Garantizando por lo menos la capacidad  de las empresas de que estas puedan preservar el nivel de producción y su empleomanía hoy suspendida momentáneamente por más de 60 días se podrá lograr que el trabajador vuelva a demandar o consumir bienes y servicios y con ello mantener buen índice de actividad económica, que si bien no se alcance el pleno empleo o el potencial económico requerido por el país entonces la economia podría entrar en una recesión donde el desempleo aumente y por ende la demanda o consumo disminuya significativamente y de paso todas las demás actividades económicas.

De manera que ahora la gran tarea de los gobiernos y muy especialmente el de la República Dominicana  es de buscar que el aparato productivo se mantenga intacto, con el propósito de que pueda entrar en operación una vez disminuyan los efectos nocivos de la pandemia que hoy afecta al mundo.

Se sabe que no es una labor sencilla ya que esta crisis es global y por ser así hasta que las demás naciones no vayan superando la misma no se podrá contar con mercados extranjeros que demanden y oferten los bienes intermedios y finales que demandan las demás naciones.

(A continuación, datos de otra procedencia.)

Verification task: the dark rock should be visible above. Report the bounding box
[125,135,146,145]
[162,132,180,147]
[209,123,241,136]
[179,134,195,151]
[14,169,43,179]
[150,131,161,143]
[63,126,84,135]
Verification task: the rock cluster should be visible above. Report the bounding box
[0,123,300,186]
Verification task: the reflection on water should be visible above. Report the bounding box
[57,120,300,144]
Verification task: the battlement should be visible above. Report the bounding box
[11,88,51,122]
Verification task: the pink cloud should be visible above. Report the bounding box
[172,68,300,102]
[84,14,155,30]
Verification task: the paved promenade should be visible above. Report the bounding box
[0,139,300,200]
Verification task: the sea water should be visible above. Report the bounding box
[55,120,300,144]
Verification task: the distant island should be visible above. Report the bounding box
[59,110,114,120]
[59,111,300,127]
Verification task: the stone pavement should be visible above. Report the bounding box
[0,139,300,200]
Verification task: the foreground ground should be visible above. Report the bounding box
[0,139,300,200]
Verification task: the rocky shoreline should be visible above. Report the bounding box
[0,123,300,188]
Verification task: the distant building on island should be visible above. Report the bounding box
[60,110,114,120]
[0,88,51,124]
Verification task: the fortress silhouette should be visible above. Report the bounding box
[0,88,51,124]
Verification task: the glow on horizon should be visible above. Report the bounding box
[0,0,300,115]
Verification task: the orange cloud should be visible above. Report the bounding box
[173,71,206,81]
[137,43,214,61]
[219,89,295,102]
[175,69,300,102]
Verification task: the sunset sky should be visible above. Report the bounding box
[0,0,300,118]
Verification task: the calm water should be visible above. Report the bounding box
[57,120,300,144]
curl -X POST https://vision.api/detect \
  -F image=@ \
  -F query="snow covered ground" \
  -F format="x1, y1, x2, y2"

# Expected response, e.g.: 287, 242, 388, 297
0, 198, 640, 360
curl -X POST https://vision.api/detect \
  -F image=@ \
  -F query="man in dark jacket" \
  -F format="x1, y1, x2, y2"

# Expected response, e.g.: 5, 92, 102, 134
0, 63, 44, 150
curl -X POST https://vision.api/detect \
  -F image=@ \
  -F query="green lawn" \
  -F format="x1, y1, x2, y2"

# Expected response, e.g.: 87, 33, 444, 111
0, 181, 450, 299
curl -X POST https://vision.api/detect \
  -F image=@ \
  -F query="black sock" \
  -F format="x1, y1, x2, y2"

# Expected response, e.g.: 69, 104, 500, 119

Se podrá argumentar de forma parcial o unilateral la posible solución a la crisis que hoy vive el mundo, que muchos dicen que no se trata de una crisis económica ni financiera sino una crisis de confianza por los estragos que está ocasionando el Covid-19.

Como la crisis es global su solución no deja de ser global ya que todos los sectores y países se encuentran envueltos en esta, pero cada país es responsable de buscarle solución a la misma para que el mundo retome su ritmo de actividad acostumbrado.

La Secretaria General de la Cepal prevé que debe imponerse un nuevo modelo económico mundial con paradigmas diferentes a los que se aplicaban antes de la crisis donde prevalezca un mundo más incluyente y de mayor cooperación multilateral.

Debe imperar un mundo donde se preste mayor atención a la medicina en busca de los medicamentos que combatan los tantos virus y enfermedades  que constantemente amenazan la existencia del hombre en la faz de la tierra y donde se eliminen las armas letales y se preserve la biodiversidad de un planeta camino a la desaparición.